Elon Musk, CEO of electric-car maker Tesla (TSLA), offered to buy social media company Twitter (TWTR) for about $43 billion in cash.
The offer of $54.20 a share is a 38% premium over the price of the stock the day before Musk’s investment in the company was made public earlier this month, according to a filing with the U.S. Securities and Exchange Commission.
Musk plans to take the company private in order to “go through the changes that need to be made,” he wrote in a text to Twitter Chairman Bret Taylor replicated in the filing.
In late March, Musk criticized the social media platform for failing to adhere to principles of free speech, saying that it serves as a “de facto public town square” and this failure, therefore, undermines democracy.
Following Elon Musk’s tweet in which he stated he wanted to buy Twitter, Tron founder Justin Sun has responded with a counter-offer.
In a tweet thread, Sun said he would be willing to offer $60 a share for the company, compared with Musk’s proposed $54.20. He also supported Musk’s reform initiatives, and said that Twitter could become “crypto-native” as well as “Web3 friendly”.
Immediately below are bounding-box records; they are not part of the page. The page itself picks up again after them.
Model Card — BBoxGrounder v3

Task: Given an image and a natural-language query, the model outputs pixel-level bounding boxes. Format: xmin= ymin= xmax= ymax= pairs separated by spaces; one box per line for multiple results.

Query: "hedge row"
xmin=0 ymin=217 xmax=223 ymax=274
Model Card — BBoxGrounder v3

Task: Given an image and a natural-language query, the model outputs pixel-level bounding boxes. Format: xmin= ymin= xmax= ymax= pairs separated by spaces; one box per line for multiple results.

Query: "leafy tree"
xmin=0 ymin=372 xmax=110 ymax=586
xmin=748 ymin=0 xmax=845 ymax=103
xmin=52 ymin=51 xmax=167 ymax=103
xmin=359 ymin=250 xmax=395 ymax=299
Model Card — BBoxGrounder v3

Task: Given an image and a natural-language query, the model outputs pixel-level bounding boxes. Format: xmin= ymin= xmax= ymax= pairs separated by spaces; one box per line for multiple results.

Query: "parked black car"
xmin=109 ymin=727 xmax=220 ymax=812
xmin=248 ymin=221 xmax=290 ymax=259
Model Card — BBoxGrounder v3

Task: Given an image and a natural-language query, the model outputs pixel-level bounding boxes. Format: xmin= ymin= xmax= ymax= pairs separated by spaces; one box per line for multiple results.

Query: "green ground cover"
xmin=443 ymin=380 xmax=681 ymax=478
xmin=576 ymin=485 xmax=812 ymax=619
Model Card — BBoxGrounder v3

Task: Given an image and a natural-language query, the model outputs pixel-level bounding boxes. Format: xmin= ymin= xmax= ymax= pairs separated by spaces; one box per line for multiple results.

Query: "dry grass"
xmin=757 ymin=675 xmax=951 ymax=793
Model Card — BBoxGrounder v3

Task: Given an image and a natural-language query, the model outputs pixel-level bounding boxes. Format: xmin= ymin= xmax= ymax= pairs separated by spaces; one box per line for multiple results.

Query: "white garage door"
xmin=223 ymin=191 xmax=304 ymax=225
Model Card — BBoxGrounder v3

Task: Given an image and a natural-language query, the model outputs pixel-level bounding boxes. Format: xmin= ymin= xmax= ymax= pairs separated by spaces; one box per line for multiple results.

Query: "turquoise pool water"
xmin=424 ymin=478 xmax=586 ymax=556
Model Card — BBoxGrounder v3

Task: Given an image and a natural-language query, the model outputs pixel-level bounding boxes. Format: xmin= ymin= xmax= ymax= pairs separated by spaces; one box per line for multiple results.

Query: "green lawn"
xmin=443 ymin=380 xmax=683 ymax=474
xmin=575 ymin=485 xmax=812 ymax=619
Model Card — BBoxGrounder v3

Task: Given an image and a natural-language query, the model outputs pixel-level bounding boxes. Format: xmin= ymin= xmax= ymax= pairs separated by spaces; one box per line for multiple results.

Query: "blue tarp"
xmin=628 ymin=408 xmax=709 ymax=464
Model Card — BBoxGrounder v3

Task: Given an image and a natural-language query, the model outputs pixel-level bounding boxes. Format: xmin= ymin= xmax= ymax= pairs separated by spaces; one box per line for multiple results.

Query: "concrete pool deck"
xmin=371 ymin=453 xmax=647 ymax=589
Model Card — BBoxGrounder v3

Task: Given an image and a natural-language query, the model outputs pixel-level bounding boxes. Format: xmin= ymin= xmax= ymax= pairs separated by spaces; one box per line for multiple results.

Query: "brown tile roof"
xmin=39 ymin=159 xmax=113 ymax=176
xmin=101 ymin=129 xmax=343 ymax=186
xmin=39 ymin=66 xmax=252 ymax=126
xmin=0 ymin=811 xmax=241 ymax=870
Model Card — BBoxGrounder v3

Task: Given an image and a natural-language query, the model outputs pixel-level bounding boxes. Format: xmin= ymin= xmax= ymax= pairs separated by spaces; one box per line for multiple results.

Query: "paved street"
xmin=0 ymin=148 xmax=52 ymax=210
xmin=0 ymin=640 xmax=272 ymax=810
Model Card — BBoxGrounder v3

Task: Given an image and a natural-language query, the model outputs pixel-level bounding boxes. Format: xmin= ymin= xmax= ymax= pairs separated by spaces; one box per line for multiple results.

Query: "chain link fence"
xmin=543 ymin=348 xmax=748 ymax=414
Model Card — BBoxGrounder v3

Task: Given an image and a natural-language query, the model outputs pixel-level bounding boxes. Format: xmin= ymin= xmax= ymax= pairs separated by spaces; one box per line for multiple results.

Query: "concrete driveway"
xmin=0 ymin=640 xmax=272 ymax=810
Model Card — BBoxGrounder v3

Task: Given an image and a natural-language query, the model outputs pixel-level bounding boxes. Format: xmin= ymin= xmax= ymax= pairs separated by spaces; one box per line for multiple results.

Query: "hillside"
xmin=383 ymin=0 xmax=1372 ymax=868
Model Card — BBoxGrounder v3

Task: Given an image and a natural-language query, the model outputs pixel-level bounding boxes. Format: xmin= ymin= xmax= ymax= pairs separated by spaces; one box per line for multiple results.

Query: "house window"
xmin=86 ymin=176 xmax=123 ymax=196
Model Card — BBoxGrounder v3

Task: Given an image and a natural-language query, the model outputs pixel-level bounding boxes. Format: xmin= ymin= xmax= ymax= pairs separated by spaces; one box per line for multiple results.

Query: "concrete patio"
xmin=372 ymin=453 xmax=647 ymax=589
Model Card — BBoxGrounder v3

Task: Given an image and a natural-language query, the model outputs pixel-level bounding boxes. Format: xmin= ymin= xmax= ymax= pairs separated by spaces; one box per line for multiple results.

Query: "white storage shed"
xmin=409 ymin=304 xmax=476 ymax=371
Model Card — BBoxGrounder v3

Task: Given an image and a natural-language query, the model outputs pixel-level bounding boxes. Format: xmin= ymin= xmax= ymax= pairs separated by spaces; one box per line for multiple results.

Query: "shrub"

In his Twitter thread, Sun emphasized two things: he wanted to take Twitter offshore and make it a decentralized company with a workforce that is not “US-centric.” He also wanted to make the company more open and developer-friendly. Finally, Sun said he would encourage users engagement and develop mechanisms to remove bots and scams from the platform.
Sun said that following his plan for the company, it would be worth $10 trillion after one year (about $18 trillion more than its current market cap).